Anyway, that is just a summary of the lay of the land. Hollywood’s fundamental problems are much deeper and fall into three categories: product, ideas, and customer service.

A quality product, like a tasty burger, is the golden goose that keeps laying the golden egg. Great ideas, like iPads and iPhones, are the golden geese that keep laying those golden eggs. Great customer service — well, you get the idea. And Hollywood’s biggest problem right now, it’s most fundamental problem, is…

Product:

Outside of low-budget horror, today’s movie biz is only about insanely expensive franchises, which is fine, if you have enough of them. What happened this year and last, unlike any other years I’m aware of, is the death of a whole bunch of golden geese:

Straight up bombs include Alien, Transformers, Cars, Smurfs, Resident Evil, Underworld, Wimpy Kid, Xander Cage, Nut Job, Independence Day, Ice Age, Ninja Turtles, Divergent, Huntsman, Alice in Wonderland, Inferno (DaVinci Code), and Jack Reacher.

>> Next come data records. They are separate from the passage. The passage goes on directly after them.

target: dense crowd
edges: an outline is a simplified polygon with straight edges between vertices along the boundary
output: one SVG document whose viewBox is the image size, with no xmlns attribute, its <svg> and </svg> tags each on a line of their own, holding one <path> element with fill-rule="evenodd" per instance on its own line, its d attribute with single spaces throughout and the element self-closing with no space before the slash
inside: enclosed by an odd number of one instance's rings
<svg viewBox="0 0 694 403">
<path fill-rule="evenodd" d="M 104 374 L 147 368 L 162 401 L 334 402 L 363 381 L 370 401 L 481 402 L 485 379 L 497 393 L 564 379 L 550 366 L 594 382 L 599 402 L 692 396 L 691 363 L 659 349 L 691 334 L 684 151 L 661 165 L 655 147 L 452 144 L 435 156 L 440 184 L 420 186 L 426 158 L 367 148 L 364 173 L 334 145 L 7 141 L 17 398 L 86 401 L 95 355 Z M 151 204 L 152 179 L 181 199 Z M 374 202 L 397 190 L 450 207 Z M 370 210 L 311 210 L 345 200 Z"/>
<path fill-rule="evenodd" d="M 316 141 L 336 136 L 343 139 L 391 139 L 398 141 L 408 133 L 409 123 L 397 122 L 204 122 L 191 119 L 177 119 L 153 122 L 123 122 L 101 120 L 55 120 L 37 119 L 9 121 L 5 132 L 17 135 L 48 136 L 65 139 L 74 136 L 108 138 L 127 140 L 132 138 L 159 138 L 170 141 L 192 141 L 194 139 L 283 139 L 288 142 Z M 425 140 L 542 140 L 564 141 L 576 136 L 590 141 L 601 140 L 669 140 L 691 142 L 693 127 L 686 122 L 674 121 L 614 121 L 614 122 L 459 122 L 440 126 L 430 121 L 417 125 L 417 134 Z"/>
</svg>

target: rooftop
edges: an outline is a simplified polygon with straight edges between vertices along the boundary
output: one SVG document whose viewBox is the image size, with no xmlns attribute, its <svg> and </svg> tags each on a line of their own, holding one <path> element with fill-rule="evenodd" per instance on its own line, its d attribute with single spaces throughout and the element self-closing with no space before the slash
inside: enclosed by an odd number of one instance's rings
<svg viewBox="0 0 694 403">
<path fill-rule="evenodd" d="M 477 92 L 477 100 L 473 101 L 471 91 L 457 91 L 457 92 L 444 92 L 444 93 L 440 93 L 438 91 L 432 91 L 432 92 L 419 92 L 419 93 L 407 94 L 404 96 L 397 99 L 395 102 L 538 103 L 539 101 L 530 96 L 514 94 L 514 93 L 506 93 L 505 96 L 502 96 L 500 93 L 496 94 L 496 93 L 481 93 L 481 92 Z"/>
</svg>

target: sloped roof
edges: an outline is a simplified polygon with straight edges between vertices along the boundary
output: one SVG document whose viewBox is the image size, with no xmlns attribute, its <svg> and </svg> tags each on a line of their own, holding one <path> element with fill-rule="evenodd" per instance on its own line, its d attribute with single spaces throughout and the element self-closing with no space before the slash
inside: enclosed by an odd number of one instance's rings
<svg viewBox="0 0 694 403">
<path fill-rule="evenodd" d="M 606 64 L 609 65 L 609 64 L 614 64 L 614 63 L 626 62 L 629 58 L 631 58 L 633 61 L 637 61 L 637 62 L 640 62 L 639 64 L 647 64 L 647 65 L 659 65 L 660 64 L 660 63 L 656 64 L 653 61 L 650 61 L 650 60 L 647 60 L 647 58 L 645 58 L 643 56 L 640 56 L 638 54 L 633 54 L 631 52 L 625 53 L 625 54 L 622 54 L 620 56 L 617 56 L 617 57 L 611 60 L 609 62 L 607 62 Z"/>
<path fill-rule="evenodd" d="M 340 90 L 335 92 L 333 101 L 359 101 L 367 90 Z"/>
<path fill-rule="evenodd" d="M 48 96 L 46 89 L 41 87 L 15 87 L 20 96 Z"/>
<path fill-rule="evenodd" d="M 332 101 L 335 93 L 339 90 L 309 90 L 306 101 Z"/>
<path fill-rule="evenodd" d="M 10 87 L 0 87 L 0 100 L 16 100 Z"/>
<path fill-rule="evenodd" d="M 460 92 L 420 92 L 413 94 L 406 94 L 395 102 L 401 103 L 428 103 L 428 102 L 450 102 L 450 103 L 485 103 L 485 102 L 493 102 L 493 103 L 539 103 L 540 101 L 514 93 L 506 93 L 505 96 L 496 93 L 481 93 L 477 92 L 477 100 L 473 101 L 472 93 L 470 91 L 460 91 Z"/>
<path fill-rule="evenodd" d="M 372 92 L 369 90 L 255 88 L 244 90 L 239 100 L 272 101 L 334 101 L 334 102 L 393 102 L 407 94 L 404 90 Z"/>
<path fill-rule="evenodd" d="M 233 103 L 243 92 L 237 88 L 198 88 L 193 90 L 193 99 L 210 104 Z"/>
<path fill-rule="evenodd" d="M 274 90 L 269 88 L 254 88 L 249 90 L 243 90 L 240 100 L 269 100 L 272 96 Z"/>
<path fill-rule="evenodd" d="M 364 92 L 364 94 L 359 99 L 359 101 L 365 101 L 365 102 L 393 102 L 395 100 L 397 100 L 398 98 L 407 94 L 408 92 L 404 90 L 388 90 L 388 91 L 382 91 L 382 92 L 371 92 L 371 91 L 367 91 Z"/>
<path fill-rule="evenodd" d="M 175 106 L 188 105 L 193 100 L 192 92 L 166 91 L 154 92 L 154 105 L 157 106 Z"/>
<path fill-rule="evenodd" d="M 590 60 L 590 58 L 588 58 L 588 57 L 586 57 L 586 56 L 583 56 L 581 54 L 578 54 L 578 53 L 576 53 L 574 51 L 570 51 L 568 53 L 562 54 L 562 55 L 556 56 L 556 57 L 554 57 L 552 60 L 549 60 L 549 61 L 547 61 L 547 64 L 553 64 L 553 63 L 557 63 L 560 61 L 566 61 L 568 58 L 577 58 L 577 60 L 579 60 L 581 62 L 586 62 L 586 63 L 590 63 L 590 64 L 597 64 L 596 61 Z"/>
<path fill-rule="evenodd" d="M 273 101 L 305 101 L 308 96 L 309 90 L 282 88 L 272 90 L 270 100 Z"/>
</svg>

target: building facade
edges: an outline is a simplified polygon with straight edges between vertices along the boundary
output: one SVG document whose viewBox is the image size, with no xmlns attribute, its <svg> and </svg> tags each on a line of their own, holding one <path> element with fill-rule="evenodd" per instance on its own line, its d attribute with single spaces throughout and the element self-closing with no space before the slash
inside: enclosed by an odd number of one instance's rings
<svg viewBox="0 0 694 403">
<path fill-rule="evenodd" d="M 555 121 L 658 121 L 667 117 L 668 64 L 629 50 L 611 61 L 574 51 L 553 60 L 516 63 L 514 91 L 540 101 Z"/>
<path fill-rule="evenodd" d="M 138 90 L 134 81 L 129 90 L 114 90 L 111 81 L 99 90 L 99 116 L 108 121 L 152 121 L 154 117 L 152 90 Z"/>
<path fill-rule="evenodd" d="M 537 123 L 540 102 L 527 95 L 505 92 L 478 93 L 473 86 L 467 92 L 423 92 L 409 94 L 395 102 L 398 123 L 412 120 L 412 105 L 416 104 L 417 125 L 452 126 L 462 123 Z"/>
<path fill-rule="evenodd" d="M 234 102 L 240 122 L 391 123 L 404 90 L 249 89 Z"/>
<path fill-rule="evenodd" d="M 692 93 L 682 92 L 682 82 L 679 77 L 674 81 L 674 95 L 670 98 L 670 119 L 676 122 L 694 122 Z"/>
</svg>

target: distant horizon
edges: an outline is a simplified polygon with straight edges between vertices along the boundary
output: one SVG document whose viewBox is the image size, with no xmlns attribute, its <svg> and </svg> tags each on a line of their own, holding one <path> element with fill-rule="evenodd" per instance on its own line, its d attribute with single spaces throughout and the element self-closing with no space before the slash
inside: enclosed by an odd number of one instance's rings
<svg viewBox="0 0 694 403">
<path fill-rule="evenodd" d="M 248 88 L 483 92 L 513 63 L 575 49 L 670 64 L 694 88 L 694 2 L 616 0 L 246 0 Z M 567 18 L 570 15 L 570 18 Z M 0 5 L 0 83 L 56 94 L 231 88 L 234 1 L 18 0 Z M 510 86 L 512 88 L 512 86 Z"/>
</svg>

Underperformers include Pirates, Kong/Godzilla, Planet of the Apes, Star Trek, and X-Men.

Add to this an entire genre: the comedy, an area in which Hollywood painted itself into a corner primarily with raunchy titles aimed at teens. Casualties include Baywatch, Snatched, Fist Fight, Rough Night, Ghostbusters, The Boss, Why Him?, Neighbors, Barbershop, Dirty Grandpa, and Zoolander 2.

Dead golden geese. Pillars removed.

But this happens. Customers grow bored. Things wear out. And this is where ideas are supposed to come into play, because ideas breed more golden geese.

Right?

Riiiight…?

Ideas:

The longstanding joke that Hollywood is officially out of ideas is no longer funny. Here is a list of the new ideas, the potential new franchises, that died in the crib: The Mummy, The Emoji Movie, the poorly titled Captain Underpants: The First Epic Movie, The Dark Tower, Valerian, King Arthur.

I do not know of a single new franchise successfully launched this year, and last year there were only three to four: Deadpool, Suicide Squad, Doctor Strange, and Fantastic Beasts.

A handful of new franchises compared to somewhere around 20 lost and/or were severely wounded.

You do the math.

Customer Service:

The ideological conformity within Hollywood is not only destroying the greatness that comes from artistic tension, is not only shelving great stories, it is alienating and insulting half the customers.

Moreover, going to the movies today is not just an expensive risk when it comes to the quality of the product, but the theaters themselves are terrible at policing the talkers and texters who ruin the experience.

Going to the movies used to be a form of escape from the tyranny of everyday life. No more. Around 80% of movies disappoint, the rudeness of others aggravates, and the hyper-politicization of too much of the product and its pitchmen (the actors) drains your ability to remain spellbound.

Hollywood failed to listen to the canary in the coalmine that was the home video business. That pillar collapsed some ten years ago. Instead of looking inwards, instead of realizing that the quality of the product was such that no one wanted to experience it again at home, the studios blamed piracy, video games, and television.

Sorry, no.

The only problem is that your industry sucks and that it keeps getting suckier.